Gopal is one of 40 innovators under the Securing Water for Food program, a joint funding endeavor of USAID and the governments of the Netherlands, South Africa, and Sweden. He attended the Global Entrepreneurship Summit in The Hague in June. The conference was sponsored by the US State Department and the Dutch government. Gopal’s innovation focuses more on moisture at the root level of plants as opposed simply to the water they receive.  This way, said Gopal, we save at least a third to half in water usage by feeding the plants when they need water. 

This is important for India. 

Nowhere in the world is water more critical than in India. Up to 80 percent of the country’s population relies on groundwater for drinking and irrigation, leading to a near-country-wide shortage. In fact, a quarter of the world’s groundwater is extracted annually in India. This is greater than that pumped up by China and the United States combined, with China and India having roughly the same population of 1.3 billion people. 

Gopal’s organization has continuously improved the process of bringing measured amounts of water to the roots of plants and trees. On the other hand, a drip system soaks the soil, wasting water, and often saturating the plants. 

In the beginning, Gopal’s team used clay pots beneath the soil’s surface to release moisture. However, the current method regulates water being dispensed to roots by a device that senses the current level of need, only releasing water as required to feed the plant. “This creates a rich ecosystem to foster soil microbe and soil health,” he said. 

Thus far, Gopal’s business has had a strong summer, selling more than 2,000 of his devices. Though change takes time, he believes there is a possibility the government will subsidize his innovation to farmers in the future. As he sells more devices, he has been able to bring the price down to 40 cents for each. Some plants require one unit early in life, some two, and a mature tree four. He calls it SWAR for System of Water for Agriculture Rejuvenation. 

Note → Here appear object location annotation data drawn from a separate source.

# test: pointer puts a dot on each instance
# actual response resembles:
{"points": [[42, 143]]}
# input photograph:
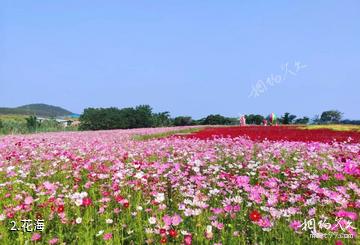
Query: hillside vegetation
{"points": [[40, 110]]}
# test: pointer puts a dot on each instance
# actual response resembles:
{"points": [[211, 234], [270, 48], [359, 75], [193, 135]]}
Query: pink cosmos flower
{"points": [[107, 236], [187, 239], [53, 241], [28, 200], [86, 201], [295, 225], [172, 220]]}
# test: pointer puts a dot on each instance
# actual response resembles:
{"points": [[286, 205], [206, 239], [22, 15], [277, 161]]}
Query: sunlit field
{"points": [[112, 187]]}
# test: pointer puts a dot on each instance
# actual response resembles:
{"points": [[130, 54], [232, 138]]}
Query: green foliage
{"points": [[254, 119], [287, 118], [332, 116], [183, 121], [32, 123], [162, 119]]}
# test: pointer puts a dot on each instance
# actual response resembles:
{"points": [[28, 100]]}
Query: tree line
{"points": [[142, 116]]}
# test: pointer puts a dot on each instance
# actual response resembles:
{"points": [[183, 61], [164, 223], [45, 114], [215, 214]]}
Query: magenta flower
{"points": [[107, 236]]}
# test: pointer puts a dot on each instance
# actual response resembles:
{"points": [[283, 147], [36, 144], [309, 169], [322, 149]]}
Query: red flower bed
{"points": [[276, 133]]}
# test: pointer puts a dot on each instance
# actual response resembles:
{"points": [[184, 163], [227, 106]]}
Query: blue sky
{"points": [[188, 57]]}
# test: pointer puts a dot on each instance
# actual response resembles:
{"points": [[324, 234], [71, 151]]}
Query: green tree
{"points": [[216, 120], [304, 120], [143, 115], [332, 116], [254, 119], [161, 119], [287, 118]]}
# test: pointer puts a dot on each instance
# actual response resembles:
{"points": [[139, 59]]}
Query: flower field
{"points": [[280, 133], [104, 187]]}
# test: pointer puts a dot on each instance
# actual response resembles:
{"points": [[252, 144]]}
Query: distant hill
{"points": [[40, 110]]}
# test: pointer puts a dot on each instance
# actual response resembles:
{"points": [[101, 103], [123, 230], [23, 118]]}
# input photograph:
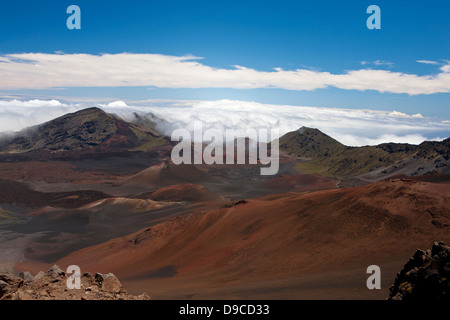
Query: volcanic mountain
{"points": [[85, 129], [280, 237]]}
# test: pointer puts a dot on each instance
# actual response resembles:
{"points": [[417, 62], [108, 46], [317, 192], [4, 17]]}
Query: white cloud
{"points": [[378, 63], [43, 71], [428, 62]]}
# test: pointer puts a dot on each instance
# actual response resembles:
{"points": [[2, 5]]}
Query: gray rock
{"points": [[109, 282]]}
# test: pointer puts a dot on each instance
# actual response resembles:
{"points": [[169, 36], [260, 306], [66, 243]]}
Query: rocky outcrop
{"points": [[52, 285], [425, 277]]}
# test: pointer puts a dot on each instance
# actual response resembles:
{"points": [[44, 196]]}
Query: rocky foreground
{"points": [[52, 285], [425, 277]]}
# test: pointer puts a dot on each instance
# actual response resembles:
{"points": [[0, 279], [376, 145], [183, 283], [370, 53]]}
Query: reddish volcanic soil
{"points": [[292, 245], [166, 173], [301, 183]]}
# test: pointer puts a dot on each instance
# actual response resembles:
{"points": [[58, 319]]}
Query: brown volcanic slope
{"points": [[277, 238], [166, 173], [319, 153], [185, 192], [85, 129], [13, 192], [301, 183]]}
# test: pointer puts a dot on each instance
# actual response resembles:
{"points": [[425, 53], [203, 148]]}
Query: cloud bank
{"points": [[44, 71], [349, 126]]}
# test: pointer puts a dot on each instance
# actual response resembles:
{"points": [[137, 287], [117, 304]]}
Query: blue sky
{"points": [[324, 37]]}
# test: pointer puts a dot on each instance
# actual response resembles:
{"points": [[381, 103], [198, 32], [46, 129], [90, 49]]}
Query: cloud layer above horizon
{"points": [[349, 126], [46, 71]]}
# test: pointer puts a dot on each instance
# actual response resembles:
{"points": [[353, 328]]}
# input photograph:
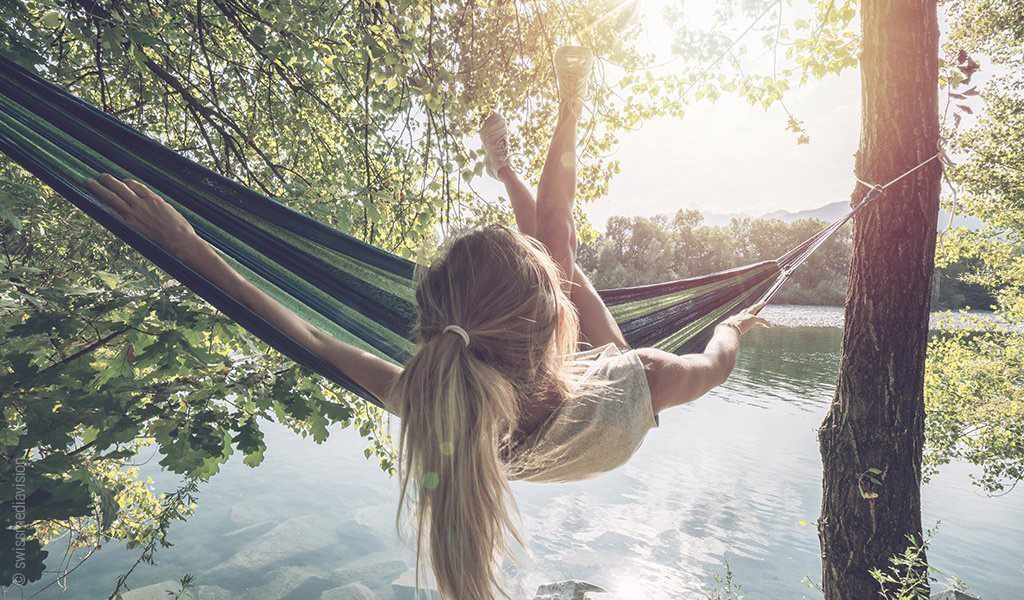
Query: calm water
{"points": [[733, 477]]}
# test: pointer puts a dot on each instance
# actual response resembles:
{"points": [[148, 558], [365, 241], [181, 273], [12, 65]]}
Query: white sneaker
{"points": [[495, 135], [572, 68]]}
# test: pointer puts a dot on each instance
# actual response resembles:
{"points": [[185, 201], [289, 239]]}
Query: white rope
{"points": [[905, 173]]}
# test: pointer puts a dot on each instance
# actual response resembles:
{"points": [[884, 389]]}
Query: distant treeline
{"points": [[635, 251]]}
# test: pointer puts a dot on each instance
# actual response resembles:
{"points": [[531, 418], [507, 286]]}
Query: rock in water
{"points": [[570, 590], [952, 595], [166, 590], [349, 592]]}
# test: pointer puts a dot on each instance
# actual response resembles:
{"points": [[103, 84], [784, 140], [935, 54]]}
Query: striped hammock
{"points": [[355, 292]]}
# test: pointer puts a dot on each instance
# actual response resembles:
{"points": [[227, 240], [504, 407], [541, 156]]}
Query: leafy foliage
{"points": [[640, 250], [355, 113], [974, 381]]}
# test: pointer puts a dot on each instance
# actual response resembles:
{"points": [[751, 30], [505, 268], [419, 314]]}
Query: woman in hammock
{"points": [[497, 389]]}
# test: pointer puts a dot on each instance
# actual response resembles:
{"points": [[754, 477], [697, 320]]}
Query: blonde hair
{"points": [[460, 403]]}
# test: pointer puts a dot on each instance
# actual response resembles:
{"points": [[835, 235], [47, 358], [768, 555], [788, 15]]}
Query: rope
{"points": [[799, 255]]}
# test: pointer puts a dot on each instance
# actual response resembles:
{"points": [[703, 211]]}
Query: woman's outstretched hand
{"points": [[747, 319], [143, 211]]}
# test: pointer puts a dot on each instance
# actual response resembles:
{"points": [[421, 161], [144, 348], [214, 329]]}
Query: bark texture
{"points": [[875, 428]]}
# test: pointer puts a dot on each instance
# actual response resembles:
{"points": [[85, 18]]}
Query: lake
{"points": [[735, 476]]}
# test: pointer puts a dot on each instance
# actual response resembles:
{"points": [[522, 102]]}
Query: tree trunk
{"points": [[875, 428]]}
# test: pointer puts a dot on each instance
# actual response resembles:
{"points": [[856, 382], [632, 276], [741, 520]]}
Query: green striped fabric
{"points": [[359, 294]]}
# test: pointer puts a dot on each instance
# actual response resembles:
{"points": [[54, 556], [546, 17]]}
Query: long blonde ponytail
{"points": [[460, 402]]}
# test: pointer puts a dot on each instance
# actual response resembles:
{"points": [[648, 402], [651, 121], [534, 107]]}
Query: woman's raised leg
{"points": [[494, 133]]}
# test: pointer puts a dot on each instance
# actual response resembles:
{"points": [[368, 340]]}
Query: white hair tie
{"points": [[458, 330]]}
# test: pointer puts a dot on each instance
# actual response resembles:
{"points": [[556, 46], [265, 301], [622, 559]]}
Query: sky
{"points": [[729, 157]]}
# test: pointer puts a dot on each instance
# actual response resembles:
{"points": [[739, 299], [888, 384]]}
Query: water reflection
{"points": [[730, 477]]}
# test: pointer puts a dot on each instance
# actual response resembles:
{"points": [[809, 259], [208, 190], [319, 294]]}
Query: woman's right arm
{"points": [[677, 380], [156, 219]]}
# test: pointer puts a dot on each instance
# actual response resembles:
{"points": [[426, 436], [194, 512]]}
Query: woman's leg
{"points": [[522, 201], [556, 190]]}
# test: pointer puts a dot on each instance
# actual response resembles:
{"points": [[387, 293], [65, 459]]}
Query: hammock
{"points": [[355, 292]]}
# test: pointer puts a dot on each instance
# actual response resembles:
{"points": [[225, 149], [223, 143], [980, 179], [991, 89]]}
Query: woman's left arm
{"points": [[148, 214]]}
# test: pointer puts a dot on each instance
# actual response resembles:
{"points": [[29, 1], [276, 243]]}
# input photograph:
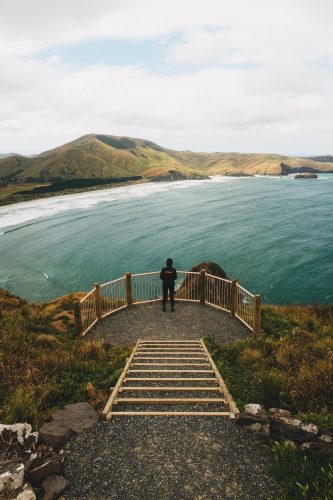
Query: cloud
{"points": [[245, 76]]}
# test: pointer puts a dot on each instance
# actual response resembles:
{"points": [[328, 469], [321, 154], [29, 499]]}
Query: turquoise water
{"points": [[275, 235]]}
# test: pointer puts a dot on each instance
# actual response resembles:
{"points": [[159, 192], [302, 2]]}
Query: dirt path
{"points": [[189, 321], [150, 458]]}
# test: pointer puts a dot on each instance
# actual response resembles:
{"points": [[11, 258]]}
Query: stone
{"points": [[318, 448], [279, 412], [252, 414], [74, 417], [16, 434], [51, 467], [293, 429], [53, 486], [27, 493], [12, 478], [255, 427], [54, 434]]}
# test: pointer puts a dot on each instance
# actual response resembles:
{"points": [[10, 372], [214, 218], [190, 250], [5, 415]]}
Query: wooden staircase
{"points": [[164, 373]]}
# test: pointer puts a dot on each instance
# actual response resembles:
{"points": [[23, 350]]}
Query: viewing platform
{"points": [[138, 298]]}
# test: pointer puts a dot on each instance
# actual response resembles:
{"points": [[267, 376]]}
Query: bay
{"points": [[275, 235]]}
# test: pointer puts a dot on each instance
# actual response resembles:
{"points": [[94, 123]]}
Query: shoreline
{"points": [[15, 199]]}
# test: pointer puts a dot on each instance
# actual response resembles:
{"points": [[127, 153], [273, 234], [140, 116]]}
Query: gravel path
{"points": [[161, 458], [168, 458], [189, 321]]}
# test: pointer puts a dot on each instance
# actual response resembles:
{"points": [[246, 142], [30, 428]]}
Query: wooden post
{"points": [[257, 314], [202, 286], [128, 289], [233, 298], [98, 304], [77, 317]]}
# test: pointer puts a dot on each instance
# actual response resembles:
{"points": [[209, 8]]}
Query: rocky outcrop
{"points": [[73, 418], [306, 176], [281, 425], [53, 486], [30, 456]]}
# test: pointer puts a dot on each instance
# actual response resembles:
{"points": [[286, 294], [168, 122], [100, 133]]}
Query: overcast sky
{"points": [[205, 75]]}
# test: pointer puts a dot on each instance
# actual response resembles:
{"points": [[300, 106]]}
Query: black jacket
{"points": [[168, 275]]}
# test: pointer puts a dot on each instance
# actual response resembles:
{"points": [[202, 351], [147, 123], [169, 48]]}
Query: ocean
{"points": [[273, 234]]}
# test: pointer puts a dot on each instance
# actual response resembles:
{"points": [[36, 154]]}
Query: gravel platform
{"points": [[168, 458], [157, 458], [189, 321]]}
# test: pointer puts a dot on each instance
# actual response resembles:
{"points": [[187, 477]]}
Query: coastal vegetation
{"points": [[289, 366], [102, 160]]}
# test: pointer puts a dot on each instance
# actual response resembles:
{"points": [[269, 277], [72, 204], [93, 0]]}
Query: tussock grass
{"points": [[43, 367]]}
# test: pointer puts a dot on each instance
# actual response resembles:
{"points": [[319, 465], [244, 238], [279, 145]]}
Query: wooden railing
{"points": [[200, 288]]}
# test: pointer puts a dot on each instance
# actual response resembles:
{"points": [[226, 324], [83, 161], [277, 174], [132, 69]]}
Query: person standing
{"points": [[168, 275]]}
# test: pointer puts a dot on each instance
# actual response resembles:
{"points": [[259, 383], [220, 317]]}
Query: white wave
{"points": [[19, 213]]}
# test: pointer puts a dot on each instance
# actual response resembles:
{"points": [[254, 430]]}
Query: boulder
{"points": [[55, 434], [253, 414], [11, 476], [51, 467], [27, 493], [293, 429], [73, 418], [306, 175], [279, 412], [53, 486]]}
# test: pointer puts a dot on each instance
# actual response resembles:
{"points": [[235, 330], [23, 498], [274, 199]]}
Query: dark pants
{"points": [[167, 287]]}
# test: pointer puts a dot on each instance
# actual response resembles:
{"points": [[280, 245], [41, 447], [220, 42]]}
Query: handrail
{"points": [[191, 286]]}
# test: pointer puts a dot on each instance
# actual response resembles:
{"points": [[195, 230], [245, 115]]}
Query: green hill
{"points": [[104, 159]]}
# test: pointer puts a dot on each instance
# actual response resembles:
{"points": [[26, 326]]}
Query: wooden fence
{"points": [[200, 288]]}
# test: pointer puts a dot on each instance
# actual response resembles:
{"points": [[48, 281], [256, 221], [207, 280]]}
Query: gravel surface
{"points": [[137, 457], [168, 458], [189, 321]]}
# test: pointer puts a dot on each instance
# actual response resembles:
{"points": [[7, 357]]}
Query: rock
{"points": [[51, 467], [279, 412], [252, 414], [318, 448], [74, 417], [55, 434], [293, 429], [53, 486], [11, 478], [16, 433], [27, 493], [306, 175], [77, 416]]}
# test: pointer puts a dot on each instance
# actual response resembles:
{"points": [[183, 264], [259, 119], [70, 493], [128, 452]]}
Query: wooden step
{"points": [[209, 379], [172, 401], [170, 364], [171, 371], [171, 413], [166, 389], [179, 359]]}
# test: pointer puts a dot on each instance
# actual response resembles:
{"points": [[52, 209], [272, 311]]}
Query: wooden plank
{"points": [[114, 393], [171, 371], [138, 356], [172, 401], [209, 379], [157, 389], [172, 413], [164, 352], [170, 342], [232, 405], [170, 364]]}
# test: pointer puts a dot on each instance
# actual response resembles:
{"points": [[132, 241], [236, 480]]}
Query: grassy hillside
{"points": [[103, 159]]}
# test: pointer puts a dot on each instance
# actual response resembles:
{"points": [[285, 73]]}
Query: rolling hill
{"points": [[97, 160], [106, 156]]}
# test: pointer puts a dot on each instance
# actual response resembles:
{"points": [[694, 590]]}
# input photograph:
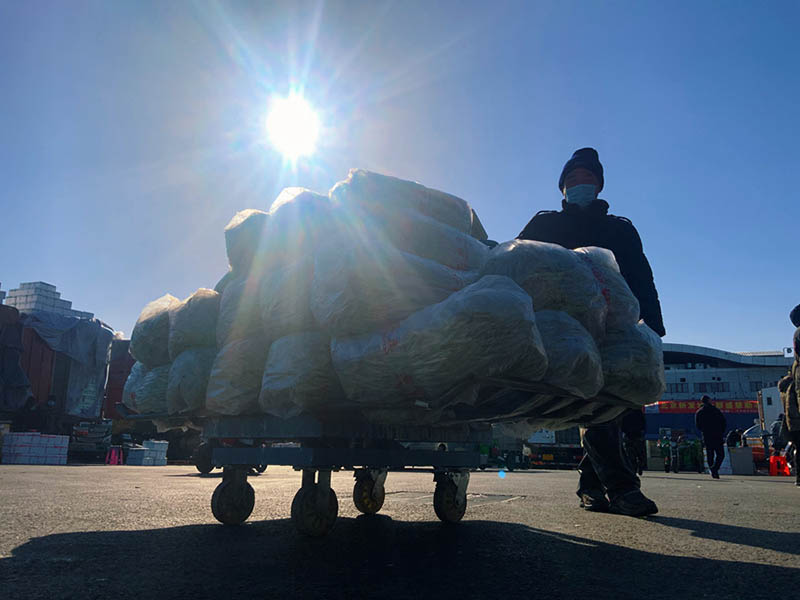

But the fact is, Gopal is quick to say, “We are not in the business of selling a product. We are in the business of transforming irrigation and changing society. I’m tired of hearing about farmer suicides.”


USAID, Sweden through the Swedish International Development Cooperation Agency (Sida), and the Governments of The Netherlands and South Africa invested $34 million in Securing Water for Food (SWFF) to promote science and technology solutions that enable the production of more food with less water and/or make more water available for food production, processing, and distribution.